The only tax on the rich that really works is to storm their homes, throw them in jail, and put their children up for ransom until they surrender the hidden family jewels. Then, rip out the gold fillings from their teeth before sending them off to the gas chamber.
President Obama has not quite reached that stage yet. So, the rich will simply fade away to more favorable climes, pushing their assets through the inevitable loopholes present in any tax code, no matter how cleverly written, and hide out at posh hotels in foreign countries, or other enclaves of the wealthy, waiting for the storm to pass.
In the meantime, the capital that the rich might have employed, creating jobs in the United States, will go elsewhere.
After all, there are many places on earth that welcome investment. Why waste time where you are not appreciated and loved?
This is precisely what occurred in the Great Depression in the United States.

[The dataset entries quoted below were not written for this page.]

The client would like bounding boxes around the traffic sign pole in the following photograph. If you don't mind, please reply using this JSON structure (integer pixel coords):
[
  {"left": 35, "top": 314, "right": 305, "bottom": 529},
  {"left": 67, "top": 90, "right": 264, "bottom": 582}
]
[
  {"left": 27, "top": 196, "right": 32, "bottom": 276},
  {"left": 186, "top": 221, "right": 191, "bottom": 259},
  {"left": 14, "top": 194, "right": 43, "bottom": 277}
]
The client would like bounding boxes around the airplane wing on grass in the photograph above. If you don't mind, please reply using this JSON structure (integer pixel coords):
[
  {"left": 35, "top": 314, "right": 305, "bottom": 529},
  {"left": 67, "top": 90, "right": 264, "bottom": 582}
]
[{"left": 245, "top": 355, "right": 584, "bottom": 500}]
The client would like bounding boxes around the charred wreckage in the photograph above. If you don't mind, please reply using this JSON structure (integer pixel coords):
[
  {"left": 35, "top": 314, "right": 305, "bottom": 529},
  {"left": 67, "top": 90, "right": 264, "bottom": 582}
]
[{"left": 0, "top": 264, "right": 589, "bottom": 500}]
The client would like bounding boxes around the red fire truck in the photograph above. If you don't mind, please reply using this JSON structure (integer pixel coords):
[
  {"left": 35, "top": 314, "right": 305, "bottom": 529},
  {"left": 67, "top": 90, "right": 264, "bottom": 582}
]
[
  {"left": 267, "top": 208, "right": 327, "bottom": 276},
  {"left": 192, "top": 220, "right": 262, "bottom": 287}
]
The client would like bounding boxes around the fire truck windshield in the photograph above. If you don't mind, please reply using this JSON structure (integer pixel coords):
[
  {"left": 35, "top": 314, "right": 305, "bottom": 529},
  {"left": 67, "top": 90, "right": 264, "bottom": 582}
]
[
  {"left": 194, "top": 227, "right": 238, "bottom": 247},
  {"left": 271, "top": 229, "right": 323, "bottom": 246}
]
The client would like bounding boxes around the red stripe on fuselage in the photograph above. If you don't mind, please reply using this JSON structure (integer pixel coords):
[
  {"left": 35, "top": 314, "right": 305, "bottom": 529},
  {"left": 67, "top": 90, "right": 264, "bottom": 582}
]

Roosevelt attacked the rich as “malefactors of great wealth” and they, in turn, proceeded to sit on their wallets and wait until “that man in the White House” went away.
Of course, this is not how President Obama interprets history. Apparently he has never read Amity Shlaes book, The Forgotten Man: A New History of the Great Depression.
He actually seems to think that FDR saved America by government spending.
Deflation or Inflation?
Franklin Roosevelt, although spending government money on many stupid projects during the Great Depression (like hiring people to bang tin cans to scare birds out of the trees in Washington), did not actually spend that much until World War II.
FDR’s spending, prior to Pearl Harbor, was only a fraction of the spending that Barack Obama has authorized in his “spending is stimulus” bill.
Most of the world had emerged from the Great Depression, while the United States suffered under Roosevelt’s rule.
When government spending exploded during World War II, it went into factory production, to buy tanks, airplanes, and ships, creating the world’s greatest industrial economy.
Inflation was controlled (to some degree) by rationing.
People were patriotic and bought War Bonds.
Obama is not FDR
This is not the Great Depression and Obama is not FDR.
President Obama is spending at unprecedented levels, claiming to “stimulate the economy” by transferring wealth from the rich to the poor, by giving “free health care” to all (without increasing the number of doctors and nurses), by moving to nationalize big banks, by giving the US automobile industry to the unions, by increasing the number of public employees and jobs dependent upon government payments, and by ordering the country to shift from a carbon based economy to wind and solar power, whatever the economic consequences.
Meanwhile, the rest of the world is smarter.
China and India are not about to tax the use of energy. In fact, while President Obama is pushing the United States towards socialism, it seems that the fastest growing economies are going in the opposite direction
So what this seems to suggest is a prolonged period of economic stagnation and unemployment in the United States, accompanies by inflation — a stagpression-flation, so to speak.
Of course, no one can see the future.
Some dramatic event may change everything tomorrow and it will be a whole new ball game.